We concluded our interview about all things hats by talking about what goes on locally at the retail level for Derby. She expressed frustration that some hotel gift shops here in Louisville don’t carry local hat designs, or if they do, they will only carry them on consignment, even if they know that they will sell during Derby week. It’s a big risk to spread out your costly inventory at other stores, where you will make little to no profit, and still not have the guarantee of a wholesale payment, and instead have to wait for your product to sell before making back your investment in costly materials. Jenny said she thinks this mentality is starting to shift, as she is partnered up with Churchill Downs, and more people in general see the value and the difference between a high-quality piece that’s made by hand from start to finish, versus something made in China.
Jenny’s pieces range in price from $350 to $2,000, and every year she comes up with new designs. I asked her what inspires her, and she said she doesn’t really follow trends, but never struggles to come up with designs, as she has so much in her head that she dreams about creating.

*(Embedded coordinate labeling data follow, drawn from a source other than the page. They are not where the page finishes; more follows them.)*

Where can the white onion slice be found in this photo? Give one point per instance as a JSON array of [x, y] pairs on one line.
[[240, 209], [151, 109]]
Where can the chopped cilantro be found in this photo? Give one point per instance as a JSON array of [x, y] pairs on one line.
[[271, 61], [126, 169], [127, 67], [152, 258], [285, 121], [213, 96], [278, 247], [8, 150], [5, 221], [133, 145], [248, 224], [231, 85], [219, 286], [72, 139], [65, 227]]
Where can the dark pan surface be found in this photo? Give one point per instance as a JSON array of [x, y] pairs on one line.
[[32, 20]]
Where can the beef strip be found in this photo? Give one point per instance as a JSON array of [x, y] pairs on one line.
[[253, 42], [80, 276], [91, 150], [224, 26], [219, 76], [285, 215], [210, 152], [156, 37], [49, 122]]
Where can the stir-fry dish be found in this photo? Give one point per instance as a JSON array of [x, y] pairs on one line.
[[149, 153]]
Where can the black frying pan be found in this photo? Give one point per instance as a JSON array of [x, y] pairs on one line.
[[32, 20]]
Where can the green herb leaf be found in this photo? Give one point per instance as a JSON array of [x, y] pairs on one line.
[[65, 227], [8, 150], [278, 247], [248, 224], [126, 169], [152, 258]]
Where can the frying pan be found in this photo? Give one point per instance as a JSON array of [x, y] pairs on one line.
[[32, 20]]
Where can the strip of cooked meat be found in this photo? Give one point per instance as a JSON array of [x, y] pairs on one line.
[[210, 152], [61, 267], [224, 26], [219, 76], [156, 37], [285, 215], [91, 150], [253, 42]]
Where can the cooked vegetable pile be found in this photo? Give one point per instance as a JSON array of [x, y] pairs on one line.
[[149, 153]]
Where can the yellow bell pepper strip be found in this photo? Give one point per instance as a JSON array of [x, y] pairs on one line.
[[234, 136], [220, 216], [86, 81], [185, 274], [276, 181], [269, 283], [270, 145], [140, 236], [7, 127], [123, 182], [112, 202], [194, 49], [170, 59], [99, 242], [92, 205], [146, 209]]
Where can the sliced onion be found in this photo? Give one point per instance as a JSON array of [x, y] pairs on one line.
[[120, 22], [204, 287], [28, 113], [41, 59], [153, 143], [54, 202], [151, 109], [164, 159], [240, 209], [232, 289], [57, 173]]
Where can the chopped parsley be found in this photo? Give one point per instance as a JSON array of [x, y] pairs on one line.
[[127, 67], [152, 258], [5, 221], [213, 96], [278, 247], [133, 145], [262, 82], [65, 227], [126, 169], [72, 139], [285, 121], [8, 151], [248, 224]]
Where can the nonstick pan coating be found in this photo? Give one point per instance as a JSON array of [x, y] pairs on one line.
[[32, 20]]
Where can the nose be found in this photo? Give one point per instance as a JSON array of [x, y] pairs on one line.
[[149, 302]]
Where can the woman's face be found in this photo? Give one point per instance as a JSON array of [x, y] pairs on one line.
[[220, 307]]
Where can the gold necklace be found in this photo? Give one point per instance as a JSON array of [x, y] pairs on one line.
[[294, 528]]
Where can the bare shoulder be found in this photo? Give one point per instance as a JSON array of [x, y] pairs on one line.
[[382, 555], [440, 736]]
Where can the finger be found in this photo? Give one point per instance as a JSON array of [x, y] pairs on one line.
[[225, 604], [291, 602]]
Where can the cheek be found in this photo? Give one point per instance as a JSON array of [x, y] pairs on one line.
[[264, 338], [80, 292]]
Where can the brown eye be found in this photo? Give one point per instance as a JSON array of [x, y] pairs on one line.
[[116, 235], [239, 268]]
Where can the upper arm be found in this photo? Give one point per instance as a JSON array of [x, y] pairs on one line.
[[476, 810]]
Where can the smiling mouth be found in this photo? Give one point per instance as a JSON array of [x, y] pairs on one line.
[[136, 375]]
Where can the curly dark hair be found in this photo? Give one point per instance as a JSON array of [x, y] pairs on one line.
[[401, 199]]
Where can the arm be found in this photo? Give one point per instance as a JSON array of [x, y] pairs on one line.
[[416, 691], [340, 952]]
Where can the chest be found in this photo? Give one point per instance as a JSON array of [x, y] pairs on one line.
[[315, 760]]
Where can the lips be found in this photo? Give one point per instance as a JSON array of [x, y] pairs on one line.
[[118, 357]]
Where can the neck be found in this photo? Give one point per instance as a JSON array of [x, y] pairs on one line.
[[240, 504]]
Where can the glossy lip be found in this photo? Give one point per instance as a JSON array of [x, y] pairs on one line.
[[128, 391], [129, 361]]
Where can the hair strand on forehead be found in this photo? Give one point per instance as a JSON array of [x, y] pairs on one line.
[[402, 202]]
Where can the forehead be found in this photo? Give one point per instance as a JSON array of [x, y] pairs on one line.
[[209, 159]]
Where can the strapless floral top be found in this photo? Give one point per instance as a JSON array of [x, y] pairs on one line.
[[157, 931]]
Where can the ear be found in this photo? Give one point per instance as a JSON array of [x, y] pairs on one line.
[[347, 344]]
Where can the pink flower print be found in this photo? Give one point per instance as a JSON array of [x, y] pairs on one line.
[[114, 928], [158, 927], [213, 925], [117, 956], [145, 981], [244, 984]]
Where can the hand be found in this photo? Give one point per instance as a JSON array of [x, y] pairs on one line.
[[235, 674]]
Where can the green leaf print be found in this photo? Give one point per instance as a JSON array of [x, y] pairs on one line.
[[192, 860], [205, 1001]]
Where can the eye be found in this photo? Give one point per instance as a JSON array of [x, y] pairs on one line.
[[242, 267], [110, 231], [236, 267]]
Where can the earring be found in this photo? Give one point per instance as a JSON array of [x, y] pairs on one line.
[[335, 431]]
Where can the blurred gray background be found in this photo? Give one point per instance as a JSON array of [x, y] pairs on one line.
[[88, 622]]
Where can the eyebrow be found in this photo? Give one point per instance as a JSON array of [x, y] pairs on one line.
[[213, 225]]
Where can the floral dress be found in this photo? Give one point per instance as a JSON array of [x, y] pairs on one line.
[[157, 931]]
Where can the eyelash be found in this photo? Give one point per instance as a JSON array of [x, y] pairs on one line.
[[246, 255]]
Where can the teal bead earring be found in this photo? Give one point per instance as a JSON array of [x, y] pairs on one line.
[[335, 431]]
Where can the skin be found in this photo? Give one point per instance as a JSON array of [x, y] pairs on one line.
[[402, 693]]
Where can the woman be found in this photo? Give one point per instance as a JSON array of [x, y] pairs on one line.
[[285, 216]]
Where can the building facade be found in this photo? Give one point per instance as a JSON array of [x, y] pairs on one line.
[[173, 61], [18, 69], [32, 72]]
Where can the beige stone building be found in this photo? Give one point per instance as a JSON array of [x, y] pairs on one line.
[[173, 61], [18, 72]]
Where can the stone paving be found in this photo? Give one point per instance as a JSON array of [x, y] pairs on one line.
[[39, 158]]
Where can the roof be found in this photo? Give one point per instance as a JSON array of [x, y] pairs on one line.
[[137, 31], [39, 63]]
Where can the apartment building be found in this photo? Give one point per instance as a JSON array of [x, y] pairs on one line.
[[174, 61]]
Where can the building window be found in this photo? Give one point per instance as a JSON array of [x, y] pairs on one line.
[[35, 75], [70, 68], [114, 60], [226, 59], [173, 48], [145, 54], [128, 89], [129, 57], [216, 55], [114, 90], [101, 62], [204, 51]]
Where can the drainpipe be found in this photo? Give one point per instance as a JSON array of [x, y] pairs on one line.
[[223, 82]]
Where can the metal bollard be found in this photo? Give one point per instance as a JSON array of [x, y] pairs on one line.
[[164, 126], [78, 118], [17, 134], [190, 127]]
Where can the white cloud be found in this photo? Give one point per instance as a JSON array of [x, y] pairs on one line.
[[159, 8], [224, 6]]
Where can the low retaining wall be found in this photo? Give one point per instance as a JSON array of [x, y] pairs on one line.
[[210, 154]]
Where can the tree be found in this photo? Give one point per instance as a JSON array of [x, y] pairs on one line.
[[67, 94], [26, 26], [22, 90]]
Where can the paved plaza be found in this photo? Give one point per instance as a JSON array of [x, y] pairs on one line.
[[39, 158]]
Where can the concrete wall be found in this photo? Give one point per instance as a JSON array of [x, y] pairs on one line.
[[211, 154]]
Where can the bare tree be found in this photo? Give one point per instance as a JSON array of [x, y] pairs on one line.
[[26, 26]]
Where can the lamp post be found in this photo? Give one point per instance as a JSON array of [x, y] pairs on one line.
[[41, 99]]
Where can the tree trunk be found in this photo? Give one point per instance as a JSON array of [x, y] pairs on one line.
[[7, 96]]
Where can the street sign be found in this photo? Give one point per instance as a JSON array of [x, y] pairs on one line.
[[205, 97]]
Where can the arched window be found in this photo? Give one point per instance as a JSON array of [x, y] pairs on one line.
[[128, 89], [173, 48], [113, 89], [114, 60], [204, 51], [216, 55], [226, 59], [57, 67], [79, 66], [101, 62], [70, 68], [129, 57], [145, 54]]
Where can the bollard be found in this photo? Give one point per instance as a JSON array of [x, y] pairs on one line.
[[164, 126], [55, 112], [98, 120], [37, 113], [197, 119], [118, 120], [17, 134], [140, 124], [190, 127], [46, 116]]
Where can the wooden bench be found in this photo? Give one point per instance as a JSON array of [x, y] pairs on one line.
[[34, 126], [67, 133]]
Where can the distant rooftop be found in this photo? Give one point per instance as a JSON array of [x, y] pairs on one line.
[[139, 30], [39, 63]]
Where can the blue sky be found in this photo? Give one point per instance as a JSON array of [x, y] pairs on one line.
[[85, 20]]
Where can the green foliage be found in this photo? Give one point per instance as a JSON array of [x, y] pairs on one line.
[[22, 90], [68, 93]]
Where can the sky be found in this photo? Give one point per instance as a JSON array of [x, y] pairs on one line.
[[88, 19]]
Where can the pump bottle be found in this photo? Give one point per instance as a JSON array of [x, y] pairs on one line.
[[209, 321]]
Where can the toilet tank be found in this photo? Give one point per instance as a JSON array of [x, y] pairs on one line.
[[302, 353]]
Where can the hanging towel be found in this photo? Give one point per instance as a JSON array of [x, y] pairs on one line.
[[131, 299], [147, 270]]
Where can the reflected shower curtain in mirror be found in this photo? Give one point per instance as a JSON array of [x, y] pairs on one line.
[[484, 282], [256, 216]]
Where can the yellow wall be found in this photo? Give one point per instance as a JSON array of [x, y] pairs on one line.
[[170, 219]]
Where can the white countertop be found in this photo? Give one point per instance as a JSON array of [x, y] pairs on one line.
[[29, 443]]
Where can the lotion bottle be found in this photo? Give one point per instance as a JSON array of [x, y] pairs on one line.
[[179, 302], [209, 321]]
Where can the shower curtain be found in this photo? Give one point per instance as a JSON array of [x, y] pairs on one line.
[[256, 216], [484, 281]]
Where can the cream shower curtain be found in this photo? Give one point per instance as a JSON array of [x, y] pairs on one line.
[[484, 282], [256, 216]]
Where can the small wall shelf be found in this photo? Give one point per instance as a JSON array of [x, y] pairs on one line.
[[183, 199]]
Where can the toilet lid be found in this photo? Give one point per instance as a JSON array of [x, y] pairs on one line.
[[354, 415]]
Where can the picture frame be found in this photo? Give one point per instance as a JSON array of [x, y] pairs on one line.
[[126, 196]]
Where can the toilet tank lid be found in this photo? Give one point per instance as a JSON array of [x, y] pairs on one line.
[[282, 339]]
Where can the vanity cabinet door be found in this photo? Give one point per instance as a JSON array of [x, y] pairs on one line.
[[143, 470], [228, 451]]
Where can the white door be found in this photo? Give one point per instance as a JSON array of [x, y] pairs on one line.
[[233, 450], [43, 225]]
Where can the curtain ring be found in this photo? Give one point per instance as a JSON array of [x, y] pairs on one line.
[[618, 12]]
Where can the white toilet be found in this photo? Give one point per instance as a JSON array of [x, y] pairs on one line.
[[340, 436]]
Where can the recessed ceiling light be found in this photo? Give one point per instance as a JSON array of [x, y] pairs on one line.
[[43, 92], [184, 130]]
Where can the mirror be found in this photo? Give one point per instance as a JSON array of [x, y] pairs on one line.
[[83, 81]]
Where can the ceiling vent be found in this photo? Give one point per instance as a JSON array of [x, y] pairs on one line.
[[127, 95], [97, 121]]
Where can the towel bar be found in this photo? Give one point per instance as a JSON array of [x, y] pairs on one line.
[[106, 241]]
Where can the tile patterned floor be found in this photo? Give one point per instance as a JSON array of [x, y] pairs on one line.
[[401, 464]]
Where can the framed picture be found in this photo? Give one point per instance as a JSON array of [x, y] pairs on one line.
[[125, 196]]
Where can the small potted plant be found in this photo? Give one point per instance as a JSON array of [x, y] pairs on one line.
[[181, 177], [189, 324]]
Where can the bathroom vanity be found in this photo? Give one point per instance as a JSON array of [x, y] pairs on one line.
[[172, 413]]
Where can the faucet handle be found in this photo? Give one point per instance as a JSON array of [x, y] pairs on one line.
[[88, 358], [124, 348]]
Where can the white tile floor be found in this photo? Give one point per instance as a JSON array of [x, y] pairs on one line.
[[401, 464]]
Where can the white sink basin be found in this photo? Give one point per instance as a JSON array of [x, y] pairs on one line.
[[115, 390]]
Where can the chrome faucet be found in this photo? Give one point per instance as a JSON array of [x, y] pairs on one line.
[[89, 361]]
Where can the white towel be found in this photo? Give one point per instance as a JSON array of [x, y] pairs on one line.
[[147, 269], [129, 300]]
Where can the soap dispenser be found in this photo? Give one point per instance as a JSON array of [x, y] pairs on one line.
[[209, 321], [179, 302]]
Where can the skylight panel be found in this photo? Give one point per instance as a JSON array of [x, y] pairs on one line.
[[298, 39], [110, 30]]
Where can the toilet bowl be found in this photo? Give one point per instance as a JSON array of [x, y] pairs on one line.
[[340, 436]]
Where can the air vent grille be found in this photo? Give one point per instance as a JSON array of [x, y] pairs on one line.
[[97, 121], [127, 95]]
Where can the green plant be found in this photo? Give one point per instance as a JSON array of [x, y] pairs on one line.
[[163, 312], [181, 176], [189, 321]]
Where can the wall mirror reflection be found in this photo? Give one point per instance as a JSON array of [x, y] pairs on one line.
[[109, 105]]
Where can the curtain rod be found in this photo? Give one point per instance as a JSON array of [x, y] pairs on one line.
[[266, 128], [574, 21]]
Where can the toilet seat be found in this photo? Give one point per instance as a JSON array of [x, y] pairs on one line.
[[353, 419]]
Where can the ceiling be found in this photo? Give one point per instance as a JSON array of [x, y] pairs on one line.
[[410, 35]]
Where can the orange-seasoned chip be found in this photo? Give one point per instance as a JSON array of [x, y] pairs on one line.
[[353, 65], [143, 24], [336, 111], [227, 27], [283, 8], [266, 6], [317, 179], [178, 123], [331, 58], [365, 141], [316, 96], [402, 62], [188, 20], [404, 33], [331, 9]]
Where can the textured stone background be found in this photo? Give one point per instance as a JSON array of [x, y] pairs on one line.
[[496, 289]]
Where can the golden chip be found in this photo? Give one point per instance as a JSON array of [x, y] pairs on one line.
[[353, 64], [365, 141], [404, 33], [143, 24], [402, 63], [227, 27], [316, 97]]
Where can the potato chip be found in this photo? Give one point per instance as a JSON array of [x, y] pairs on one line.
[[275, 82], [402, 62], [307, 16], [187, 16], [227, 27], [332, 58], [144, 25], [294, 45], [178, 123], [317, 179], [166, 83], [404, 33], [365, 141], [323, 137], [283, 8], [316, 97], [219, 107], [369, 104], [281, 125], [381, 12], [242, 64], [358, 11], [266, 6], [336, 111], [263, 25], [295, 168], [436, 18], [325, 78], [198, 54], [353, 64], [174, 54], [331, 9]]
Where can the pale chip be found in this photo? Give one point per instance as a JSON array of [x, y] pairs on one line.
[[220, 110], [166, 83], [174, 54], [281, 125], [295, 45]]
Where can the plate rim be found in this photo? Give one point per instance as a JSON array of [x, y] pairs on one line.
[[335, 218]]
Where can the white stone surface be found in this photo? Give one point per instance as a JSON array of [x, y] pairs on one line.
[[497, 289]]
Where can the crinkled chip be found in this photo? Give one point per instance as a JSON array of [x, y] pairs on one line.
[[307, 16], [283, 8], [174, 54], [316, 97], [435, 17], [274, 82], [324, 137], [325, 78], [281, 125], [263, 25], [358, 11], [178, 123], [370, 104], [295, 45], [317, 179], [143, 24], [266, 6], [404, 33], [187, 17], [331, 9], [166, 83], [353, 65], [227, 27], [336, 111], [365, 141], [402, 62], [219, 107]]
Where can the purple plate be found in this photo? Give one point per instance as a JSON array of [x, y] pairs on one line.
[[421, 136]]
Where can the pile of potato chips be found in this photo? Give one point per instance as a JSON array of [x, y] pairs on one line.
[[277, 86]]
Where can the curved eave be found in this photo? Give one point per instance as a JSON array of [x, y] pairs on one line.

Her favorite way of getting inspired is working with an old hat block, something that’s 50 to 100 years old. “This may sound cheesy, but sometimes I feel like the energy of the hat makers who used the block before me comes out when I’m making the hat.” I totally get it, some of the blocks I use have the original owner’s name etched in them, some are worn from repeated use, and others have scribbled notations on the bottom. Making hats is truly an art, and I encourage you to seek out local hat makers in your city, we are… peculiar…people. •
Olivia Rose Griffin is the entrepreneur and designer behind hat and apparel store The Mysterious Rack, at 558 S. Fourth St.